WASHINGTON - SEPTEMBER 29:  Speaker of the Hou...Image by Getty Images via @daylife

By Dana Milbank
Wednesday, June 9, 2010; A02

For 17 months, anger at President Obama and congressional Democrats has been pooling on the left. On Tuesday morning, it spilled onto the floor of an Omni Shoreham ballroom and splashed all over House Speaker Nancy Pelosi.

The celebrated San Francisco liberal took the stage to greet what should have been a friendly audience: the annual gathering of progressive activists organized by the Campaign for America's Future.

Instead, Pelosi was eaten by her own.

Just three minutes into her speech -- right after she gave the triumphant news that "Change is here!" -- two men stood up and spread out a large pink banner in front of the podium demanding "Stop Funding Israel Terror."

At that moment, a wheelchair-bound woman named Carrie James began to scream from her table about 30 feet away: "I am not going to a nursing home!" At that cue, about 15 people in the crowd -- who, like James, wore orange T-shirts demanding "Community Choice Act Now" -- unfurled bedsheet banners and struck up a chant: "Our homes, not nursing homes!"

Bodyguards rushed forward and formed a six-person ring around Pelosi and the lectern. Leaders of the conference tried to take the speaker backstage until the disturbance could be quelled, but she brushed them off: "I'm not leaving. I'm not leaving," she said. "You have made your point. I'm going to give my speech over your voices."

And she did, for an excruciating half-hour. The hecklers screamed themselves hoarse, dominating Pelosi's speech through her concluding lines: "I want to say thank you to Campaign for America's Future for your relentlessness, for your dissatisfaction, for your impatience. That's what I see every day in my district."

Political movements tend to unravel gradually, but on Tuesday this one seemed to be imploding in real time. As the "tea party" right has gained strength, Obama's hope-and-change left has faded. The frustration has crystallized at the gathering this week of demoralized activists.

At Monday's opening session, attendance was sparse: 10 empty tables and about 200 empty chairs. "Progressives have grown ever more dissatisfied, and for good reason," Robert Borosage, the conference organizer, said at the start. "Our hopes or illusions were shattered: escalation in Afghanistan, retreat on Guantanamo, no movement on worker rights or comprehensive immigration reform, dithering on 'don't ask, don't tell,' reverses on choice, delay on climate change and new energy."

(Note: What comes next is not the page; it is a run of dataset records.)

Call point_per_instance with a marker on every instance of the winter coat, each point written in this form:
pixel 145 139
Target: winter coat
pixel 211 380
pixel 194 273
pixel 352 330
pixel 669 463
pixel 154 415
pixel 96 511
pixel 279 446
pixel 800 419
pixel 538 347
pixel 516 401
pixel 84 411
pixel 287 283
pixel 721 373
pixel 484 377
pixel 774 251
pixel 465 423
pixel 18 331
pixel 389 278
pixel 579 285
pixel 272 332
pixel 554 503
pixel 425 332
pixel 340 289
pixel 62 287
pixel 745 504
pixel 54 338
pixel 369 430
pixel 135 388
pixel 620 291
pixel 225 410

After a musical break that included the Rolling Stones' "(I Can't Get No) Satisfaction," Borosage's co-director, Roger Hickey, took up the complaint. "Larry Summers and Tim Geithner and Rahm Emanuel don't see themselves as part of a movement, and we often see them as part of a problem," he said.

Up next, Darcy Burner of ProgressCongress.org accused Obama of "split the baby" politics and complained that some liberal leaders had sold out for invitations to "White House cocktail parties."

Tuesday brought a denunciation of the Democrats from former Democratic chairman Howard Dean: "It's time for them to behave like Democrats if they want to get reelected. They have forgotten where they came from -- and they haven't been here that long."

In the exhibit hall was a table labeled "Phone Bank for Bill Halter" -- the man trying to unseat Sen. Blanche Lincoln (D-Ark.) for being insufficiently liberal.

But that was tame compared with the treatment of Pelosi. With her daughter and infant granddaughter watching, the House speaker stammered and struggled to belt out her speech as disability activists shouted her down. Borosage, shaking his head and licking his lips, tried to shoo the wheelchairs away from the podium.

Some audience members tried to shout down the hecklers. "Why are you doing this? You think this is going to help?" pleaded one. Another man asked the demonstrators if they'd "mind shutting up" and flipped his middle finger at them.

This only worsened the disturbance. "Sorry, the stakes are a little high!" James shouted from her wheelchair. Pumping her fists in the air, she chanted: "Hey, hey, ho, ho, nursing homes have got to go!"

Pelosi tried to make a joke. "Listen, I'm used to noise. I talk to the Democratic caucus every single day." A bit of laughter mixed in with shouts of "Our homes! Our homes!"

Pelosi said she supports the hecklers' legislation, a long-languishing proposal to increase access to community services for the disabled, who say it would allow more of them to live at home. But the protest wasn't about reason; it was about rage. Pelosi finally finished her speech to a mixture of cheers and boos. "Everybody calm down," Hickey pleaded. "Let's take a deep breath."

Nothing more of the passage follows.